Business Central Update 28.0 introduces improvements that—although Microsoft does not label them this way—enable a concept that implementation teams should adopt immediately:
The Stabilisation Backlog
A parallel, temporary backlog designed exclusively to absorb, classify and resolve everything that happens between day one of go‑live and the moment the system stabilises.
1. What Is the Stabilisation Backlog?
It is an independent backlog, separate from the traditional Product Backlog, created to:
- Capture real incidents occurring in the production environment
- Separate “stabilisation noise” from genuine product evolution
- Prevent the Product Owner from being overwhelmed with non‑enhancement tickets
- Provide traceability for everything happening in the first weeks
- Prioritise based on operational impact rather than user pressure
This backlog does not compete with the Product Backlog; it protects it.
2. Why Does Update 28.0 Make It Possible?
Update 28.0 introduces key improvements that allow stabilisation to be managed with far greater precision:
✔ Richer, more accessible telemetry
It helps identify error patterns, response times, integration failures and abnormal behaviour. Official link: Monitorización y análisis de telemetría – Business Central | Microsoft Learn
✔ Better environment administration
It is now easier to clone, restore and compare environments to reproduce incidents. Official link: Comprendiendo la infraestructura de Business Central online – Business Central | Microsoft Learn
✔ Improved event traceability
System event logs are clearer, making it easier to distinguish functional errors from data or configuration issues. Official link (Update 28.0): Qué hay de nuevo o cambiado en Business Central 2026 ola de lanzamiento 1 – Vista previa de la actualización 28.0 – Business Central | Microsoft Learn
✔ Performance and UI consistency improvements
These reduce user friction, which in turn decreases the number of false incidents.
3. How to Build the Stabilisation Backlog (Step by Step)
Step 1 — Create a dedicated board
Use Azure DevOps or Jira with a board named: “Stabilisation Backlog – Go‑Live + 30 Days”
Step 2 — Define stabilisation‑specific categories
Avoid standard categories. Use these instead:
- Real incident (bug)
- Functional adjustment
- Data error
- Process error
- User friction
- Training gap
- Unexpected behaviour
Step 3 — Connect telemetry to incidents
Every incident should include a mandatory field: “Is there telemetry evidence?”
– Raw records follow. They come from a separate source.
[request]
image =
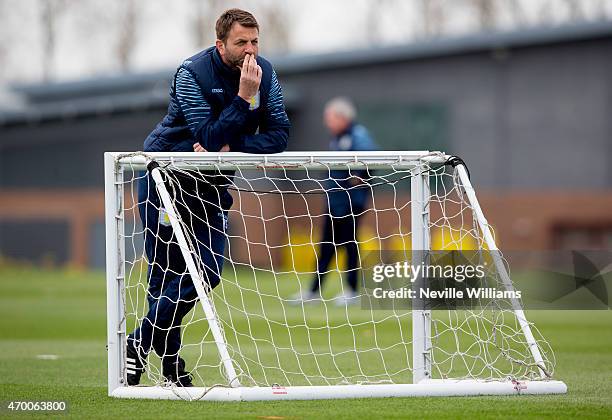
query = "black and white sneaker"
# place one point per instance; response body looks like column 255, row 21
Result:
column 175, row 373
column 134, row 365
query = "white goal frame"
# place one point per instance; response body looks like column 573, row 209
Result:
column 422, row 384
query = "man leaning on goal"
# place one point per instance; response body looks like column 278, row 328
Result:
column 219, row 99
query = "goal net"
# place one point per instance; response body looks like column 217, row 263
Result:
column 265, row 318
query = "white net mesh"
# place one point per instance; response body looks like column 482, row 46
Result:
column 275, row 331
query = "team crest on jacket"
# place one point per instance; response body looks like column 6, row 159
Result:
column 254, row 102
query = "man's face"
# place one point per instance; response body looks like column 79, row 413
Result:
column 240, row 42
column 335, row 122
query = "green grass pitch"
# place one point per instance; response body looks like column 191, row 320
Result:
column 63, row 313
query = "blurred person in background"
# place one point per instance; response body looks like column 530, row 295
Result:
column 347, row 197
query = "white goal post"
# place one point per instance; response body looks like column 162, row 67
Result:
column 250, row 337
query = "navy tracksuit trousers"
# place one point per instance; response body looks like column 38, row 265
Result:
column 171, row 293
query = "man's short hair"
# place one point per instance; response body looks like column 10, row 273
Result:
column 342, row 106
column 231, row 16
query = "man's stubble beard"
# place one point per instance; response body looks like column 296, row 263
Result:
column 235, row 62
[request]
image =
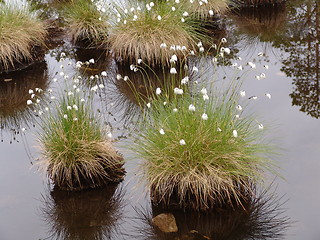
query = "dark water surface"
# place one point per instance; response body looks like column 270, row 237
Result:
column 289, row 38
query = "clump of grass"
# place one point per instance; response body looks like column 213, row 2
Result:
column 209, row 8
column 264, row 23
column 20, row 32
column 198, row 153
column 86, row 23
column 255, row 3
column 149, row 31
column 75, row 148
column 261, row 217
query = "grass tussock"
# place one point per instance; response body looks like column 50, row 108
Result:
column 198, row 153
column 207, row 8
column 260, row 217
column 86, row 24
column 75, row 147
column 266, row 23
column 255, row 3
column 139, row 34
column 20, row 32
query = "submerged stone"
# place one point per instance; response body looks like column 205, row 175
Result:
column 166, row 222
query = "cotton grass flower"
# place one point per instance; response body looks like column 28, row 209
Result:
column 185, row 80
column 173, row 70
column 235, row 133
column 178, row 91
column 192, row 108
column 268, row 95
column 204, row 116
column 195, row 69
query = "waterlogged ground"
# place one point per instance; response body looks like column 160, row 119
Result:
column 31, row 209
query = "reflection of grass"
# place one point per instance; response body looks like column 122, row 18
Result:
column 83, row 23
column 87, row 215
column 20, row 32
column 200, row 155
column 75, row 146
column 14, row 95
column 139, row 33
column 260, row 217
This eliminates subjective debates.
Step 4 — Prioritise based on operational impact
Not based on who shouts the loudest.
Step 5 — Review the backlog every 48 hours
This is where your “48‑hour meeting” fits perfectly.
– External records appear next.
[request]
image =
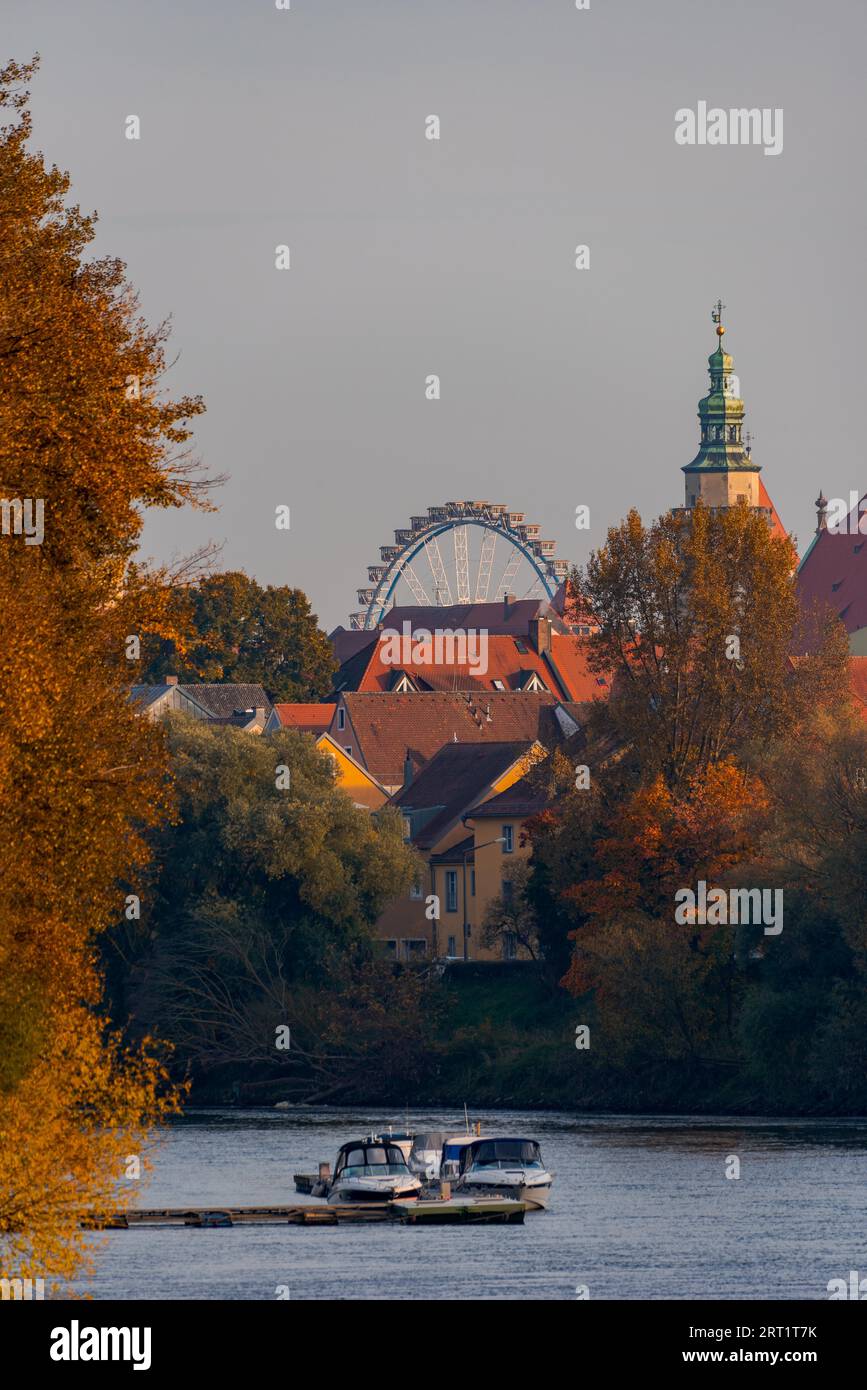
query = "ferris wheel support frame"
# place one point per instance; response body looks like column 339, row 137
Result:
column 382, row 597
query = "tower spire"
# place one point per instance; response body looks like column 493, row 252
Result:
column 723, row 471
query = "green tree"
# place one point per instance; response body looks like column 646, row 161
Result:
column 241, row 631
column 268, row 888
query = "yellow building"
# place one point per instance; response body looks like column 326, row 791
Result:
column 442, row 913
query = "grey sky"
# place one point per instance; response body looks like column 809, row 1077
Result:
column 559, row 387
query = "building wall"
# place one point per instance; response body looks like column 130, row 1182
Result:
column 723, row 489
column 405, row 918
column 352, row 779
column 492, row 868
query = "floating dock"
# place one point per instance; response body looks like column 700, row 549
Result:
column 413, row 1212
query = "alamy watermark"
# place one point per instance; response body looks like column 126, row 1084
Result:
column 442, row 647
column 732, row 906
column 22, row 516
column 738, row 125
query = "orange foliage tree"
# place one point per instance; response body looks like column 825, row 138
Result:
column 88, row 439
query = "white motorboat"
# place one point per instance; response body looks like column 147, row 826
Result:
column 503, row 1166
column 373, row 1169
column 425, row 1154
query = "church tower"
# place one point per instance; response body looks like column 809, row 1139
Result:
column 723, row 471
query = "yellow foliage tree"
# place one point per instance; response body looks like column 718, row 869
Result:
column 88, row 439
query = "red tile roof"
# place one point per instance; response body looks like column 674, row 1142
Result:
column 309, row 719
column 834, row 576
column 452, row 783
column 385, row 727
column 777, row 527
column 510, row 659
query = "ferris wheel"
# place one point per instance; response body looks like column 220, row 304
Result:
column 452, row 556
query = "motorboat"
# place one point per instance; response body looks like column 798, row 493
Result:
column 425, row 1154
column 502, row 1165
column 373, row 1169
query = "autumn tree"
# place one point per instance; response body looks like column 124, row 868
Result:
column 698, row 622
column 88, row 441
column 239, row 630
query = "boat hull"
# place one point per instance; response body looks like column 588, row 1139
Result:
column 373, row 1191
column 532, row 1194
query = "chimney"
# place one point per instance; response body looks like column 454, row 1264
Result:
column 539, row 634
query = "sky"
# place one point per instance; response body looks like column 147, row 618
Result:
column 410, row 257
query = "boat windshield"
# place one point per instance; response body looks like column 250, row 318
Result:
column 507, row 1153
column 428, row 1143
column 373, row 1161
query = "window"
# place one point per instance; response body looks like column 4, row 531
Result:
column 450, row 890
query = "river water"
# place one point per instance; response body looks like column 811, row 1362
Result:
column 641, row 1208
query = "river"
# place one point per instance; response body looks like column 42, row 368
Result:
column 641, row 1208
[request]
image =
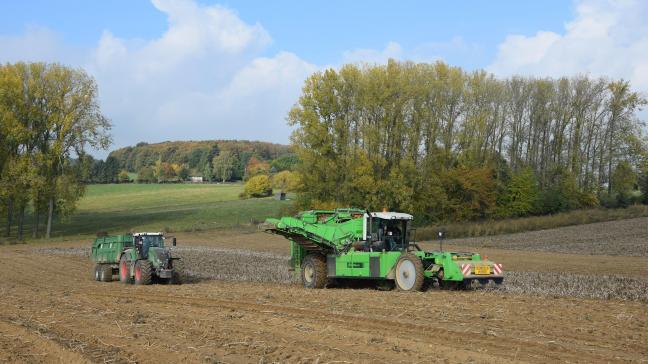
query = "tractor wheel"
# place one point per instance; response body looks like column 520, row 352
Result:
column 97, row 273
column 124, row 270
column 105, row 273
column 143, row 270
column 314, row 271
column 178, row 272
column 409, row 273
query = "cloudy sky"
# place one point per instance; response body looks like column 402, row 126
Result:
column 186, row 69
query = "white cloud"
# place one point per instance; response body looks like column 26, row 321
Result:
column 204, row 78
column 367, row 55
column 455, row 50
column 606, row 38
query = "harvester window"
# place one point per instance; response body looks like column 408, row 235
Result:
column 391, row 234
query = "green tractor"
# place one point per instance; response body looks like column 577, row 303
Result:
column 341, row 244
column 139, row 258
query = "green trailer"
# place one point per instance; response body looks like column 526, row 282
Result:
column 328, row 245
column 139, row 258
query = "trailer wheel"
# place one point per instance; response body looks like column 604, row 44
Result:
column 409, row 273
column 143, row 272
column 314, row 271
column 105, row 273
column 96, row 273
column 124, row 273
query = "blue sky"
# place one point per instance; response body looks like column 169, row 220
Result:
column 320, row 32
column 181, row 69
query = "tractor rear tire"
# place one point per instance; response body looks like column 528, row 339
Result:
column 105, row 273
column 143, row 272
column 314, row 271
column 124, row 270
column 409, row 273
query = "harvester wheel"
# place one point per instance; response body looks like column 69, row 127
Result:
column 409, row 273
column 314, row 271
column 105, row 273
column 124, row 271
column 96, row 272
column 385, row 285
column 143, row 272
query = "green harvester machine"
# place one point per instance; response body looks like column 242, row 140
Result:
column 139, row 258
column 329, row 245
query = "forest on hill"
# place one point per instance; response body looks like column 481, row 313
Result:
column 175, row 161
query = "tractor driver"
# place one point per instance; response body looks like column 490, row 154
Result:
column 139, row 244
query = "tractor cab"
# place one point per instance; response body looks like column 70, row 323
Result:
column 145, row 241
column 389, row 231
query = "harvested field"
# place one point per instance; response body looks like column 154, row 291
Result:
column 242, row 306
column 245, row 265
column 56, row 311
column 616, row 238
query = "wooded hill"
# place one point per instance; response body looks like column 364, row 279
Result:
column 195, row 155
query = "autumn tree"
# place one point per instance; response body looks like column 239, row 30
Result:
column 224, row 165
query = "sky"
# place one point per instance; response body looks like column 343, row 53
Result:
column 187, row 69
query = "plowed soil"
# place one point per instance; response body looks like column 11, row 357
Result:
column 53, row 311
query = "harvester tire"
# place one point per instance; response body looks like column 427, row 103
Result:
column 105, row 273
column 409, row 273
column 314, row 271
column 143, row 272
column 124, row 270
column 96, row 273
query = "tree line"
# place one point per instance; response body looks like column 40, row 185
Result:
column 196, row 157
column 49, row 117
column 453, row 145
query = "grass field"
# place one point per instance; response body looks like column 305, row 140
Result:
column 171, row 207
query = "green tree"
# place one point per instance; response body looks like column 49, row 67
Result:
column 258, row 186
column 286, row 181
column 146, row 175
column 123, row 176
column 520, row 196
column 53, row 115
column 207, row 173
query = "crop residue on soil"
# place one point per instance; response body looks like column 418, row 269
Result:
column 252, row 266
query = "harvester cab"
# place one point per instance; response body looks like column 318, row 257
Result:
column 386, row 231
column 340, row 244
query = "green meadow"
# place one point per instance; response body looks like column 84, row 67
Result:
column 118, row 208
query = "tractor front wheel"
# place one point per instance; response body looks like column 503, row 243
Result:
column 178, row 272
column 124, row 271
column 143, row 272
column 105, row 273
column 314, row 271
column 97, row 274
column 409, row 273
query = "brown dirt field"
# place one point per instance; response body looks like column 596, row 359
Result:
column 54, row 312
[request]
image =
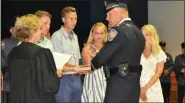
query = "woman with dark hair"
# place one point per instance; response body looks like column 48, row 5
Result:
column 32, row 70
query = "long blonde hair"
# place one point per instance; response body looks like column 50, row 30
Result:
column 26, row 25
column 154, row 37
column 99, row 24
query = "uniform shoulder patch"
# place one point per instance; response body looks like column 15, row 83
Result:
column 112, row 34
4. Realistic Example of How the Stabilisation Backlog Works
Incident: “Users report slow performance when opening the Customer List.”
Before the Stabilisation Backlog:
- Mixed with enhancement requests
- Product Owner overwhelmed
- No evidence
- Time wasted
With the Stabilisation Backlog:
- Logged as “User friction”.
- Telemetry reviewed → SQL query spikes detected.
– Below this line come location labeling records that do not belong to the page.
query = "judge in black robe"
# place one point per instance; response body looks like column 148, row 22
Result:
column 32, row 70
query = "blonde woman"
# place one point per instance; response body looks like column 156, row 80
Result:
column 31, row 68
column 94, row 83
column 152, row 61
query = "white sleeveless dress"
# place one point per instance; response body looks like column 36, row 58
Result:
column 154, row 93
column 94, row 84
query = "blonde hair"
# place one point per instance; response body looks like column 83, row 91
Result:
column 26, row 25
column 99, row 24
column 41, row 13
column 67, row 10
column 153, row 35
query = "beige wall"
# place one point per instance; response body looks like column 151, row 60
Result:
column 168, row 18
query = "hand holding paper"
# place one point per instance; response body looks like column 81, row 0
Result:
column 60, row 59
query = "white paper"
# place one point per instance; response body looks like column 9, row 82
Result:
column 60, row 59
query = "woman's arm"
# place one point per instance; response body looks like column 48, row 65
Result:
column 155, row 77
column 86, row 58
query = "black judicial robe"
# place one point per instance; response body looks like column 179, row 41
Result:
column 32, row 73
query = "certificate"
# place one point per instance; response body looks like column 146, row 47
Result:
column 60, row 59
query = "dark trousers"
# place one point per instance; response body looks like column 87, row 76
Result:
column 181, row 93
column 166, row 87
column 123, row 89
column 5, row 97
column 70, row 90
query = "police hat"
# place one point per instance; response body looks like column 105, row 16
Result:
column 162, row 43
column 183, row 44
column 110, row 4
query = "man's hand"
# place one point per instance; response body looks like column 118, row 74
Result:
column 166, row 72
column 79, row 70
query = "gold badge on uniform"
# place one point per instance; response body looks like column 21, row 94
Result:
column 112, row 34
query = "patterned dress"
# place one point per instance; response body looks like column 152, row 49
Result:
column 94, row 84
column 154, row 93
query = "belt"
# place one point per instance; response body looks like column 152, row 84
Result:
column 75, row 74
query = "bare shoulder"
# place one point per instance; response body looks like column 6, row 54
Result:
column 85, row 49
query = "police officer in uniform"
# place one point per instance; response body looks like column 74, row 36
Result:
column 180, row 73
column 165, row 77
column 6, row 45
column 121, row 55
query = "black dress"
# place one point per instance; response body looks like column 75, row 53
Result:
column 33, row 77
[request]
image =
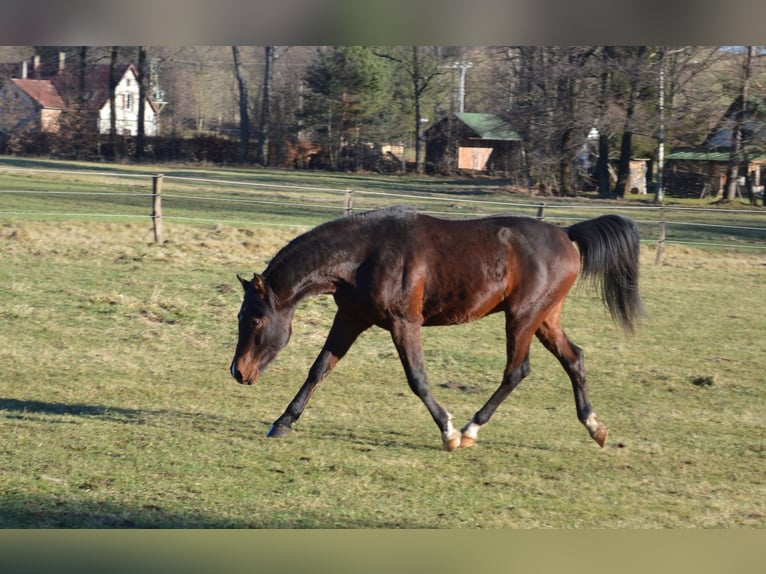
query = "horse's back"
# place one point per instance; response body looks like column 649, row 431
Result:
column 455, row 271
- Issue reproduced in a cloned environment.
- Misconfigured filter identified.
- Fix validated within 24 hours.
Outcome: Less noise, more control, faster stabilisation.
To conclude
The Stabilisation Backlog is not a trend or a theoretical concept. It is a practical tool that, thanks to Update 28.0, becomes more powerful and more necessary than ever.
It enables teams to:
- Bring order to go‑live chaos
- Protect the Product Backlog
- Accelerate stabilisation
- Make decisions based on data
- Reduce user friction
- Prevent minor issues from becoming crises
In essence, it is the difference between surviving go‑live and mastering it.